Start by having students study the image carefully. Ask them to identify what they notice (expressions, gestures, objects, or settings) and use this evidence to infer the characters’ thoughts or feelings. Students can say these or write them in thought bubbles using sticky notes to place on the artwork next to one of the characters. Then, take the activity further by asking students questions such as these: What happened just before this scene? (make inferences) or What might happen next? (make predictions). Discuss these ideas as a class to highlight cause-and-effect relationships.

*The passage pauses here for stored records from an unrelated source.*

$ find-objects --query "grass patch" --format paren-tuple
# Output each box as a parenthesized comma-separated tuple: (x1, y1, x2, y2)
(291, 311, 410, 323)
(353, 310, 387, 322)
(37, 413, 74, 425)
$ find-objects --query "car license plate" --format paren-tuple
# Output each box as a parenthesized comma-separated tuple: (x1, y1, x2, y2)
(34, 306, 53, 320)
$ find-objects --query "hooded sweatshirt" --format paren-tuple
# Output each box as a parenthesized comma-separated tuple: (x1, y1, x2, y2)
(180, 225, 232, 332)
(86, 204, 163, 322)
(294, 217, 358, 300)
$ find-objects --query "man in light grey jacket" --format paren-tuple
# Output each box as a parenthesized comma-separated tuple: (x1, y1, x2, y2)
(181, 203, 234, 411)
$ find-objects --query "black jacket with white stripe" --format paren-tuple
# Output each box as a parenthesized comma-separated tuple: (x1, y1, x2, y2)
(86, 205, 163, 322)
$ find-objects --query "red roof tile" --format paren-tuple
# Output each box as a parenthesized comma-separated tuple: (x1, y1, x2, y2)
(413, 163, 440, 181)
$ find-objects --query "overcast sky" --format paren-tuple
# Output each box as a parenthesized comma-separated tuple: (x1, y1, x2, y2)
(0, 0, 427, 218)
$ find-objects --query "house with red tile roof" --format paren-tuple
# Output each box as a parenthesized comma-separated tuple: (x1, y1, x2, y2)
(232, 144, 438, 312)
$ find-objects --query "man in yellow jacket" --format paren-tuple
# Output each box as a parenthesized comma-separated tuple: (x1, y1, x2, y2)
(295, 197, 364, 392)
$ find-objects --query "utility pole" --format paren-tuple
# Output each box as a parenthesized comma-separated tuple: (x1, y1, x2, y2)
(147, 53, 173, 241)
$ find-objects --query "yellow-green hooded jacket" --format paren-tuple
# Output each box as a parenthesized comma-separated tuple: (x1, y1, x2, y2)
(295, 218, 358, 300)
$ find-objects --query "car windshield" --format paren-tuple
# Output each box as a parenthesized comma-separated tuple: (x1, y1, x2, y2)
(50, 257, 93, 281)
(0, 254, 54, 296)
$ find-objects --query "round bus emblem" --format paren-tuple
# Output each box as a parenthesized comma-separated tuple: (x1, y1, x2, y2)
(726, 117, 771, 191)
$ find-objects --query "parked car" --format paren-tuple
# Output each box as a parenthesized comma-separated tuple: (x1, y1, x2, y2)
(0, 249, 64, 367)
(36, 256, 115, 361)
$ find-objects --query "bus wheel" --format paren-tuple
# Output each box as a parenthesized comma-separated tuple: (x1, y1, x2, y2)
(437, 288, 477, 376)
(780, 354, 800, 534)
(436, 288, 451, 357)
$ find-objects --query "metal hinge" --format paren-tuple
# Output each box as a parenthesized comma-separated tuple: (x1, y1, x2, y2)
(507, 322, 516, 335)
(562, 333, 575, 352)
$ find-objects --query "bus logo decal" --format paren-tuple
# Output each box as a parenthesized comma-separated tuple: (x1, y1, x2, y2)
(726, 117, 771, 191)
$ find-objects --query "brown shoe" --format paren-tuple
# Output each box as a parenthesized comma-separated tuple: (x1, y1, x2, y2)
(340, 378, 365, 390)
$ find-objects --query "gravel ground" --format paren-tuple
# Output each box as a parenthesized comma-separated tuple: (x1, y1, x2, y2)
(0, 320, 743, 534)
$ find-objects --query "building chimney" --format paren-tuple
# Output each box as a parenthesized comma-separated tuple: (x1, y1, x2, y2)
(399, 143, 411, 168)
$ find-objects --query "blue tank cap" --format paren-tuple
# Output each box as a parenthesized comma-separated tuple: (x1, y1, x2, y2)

To expand on this activity, students can work in groups to create tableau scenes for before and after the moment depicted in the painting. Acting out these ideas adds depth to their understanding while encouraging creative interpretation (and having fun!).
Adding Sound to Stories
While telling or reading a story, it can be fun to add music or sound effects to help students hone their inferencing skills. Sound communicates mood, character, and action, and students can learn how to pick up subtle cues that mirror inferencing in text.
After reading a short story or excerpt, provide students with simple objects (or find some around the room) to create sound effects that would enhance the story—for example, crinkling paper to mimic leaves or tapping pencils to imitate rain. Ask students to imagine what might be happening and what characters might be feeling, using the sound effects to enhance their storytelling.
Once you have decided on some sound effects, reread the passage and have students add their sound effects to create a wonderful, dramatic experience.
Music and the visual arts are more than just creative outlets; they are bridges to understanding, imagining, and expressing ideas. By integrating them into literacy instruction, teachers can create dynamic, multisensory learning experiences that empower students as readers, writers, creators, and thinkers to connect more deeply with literature and build their literacy skills.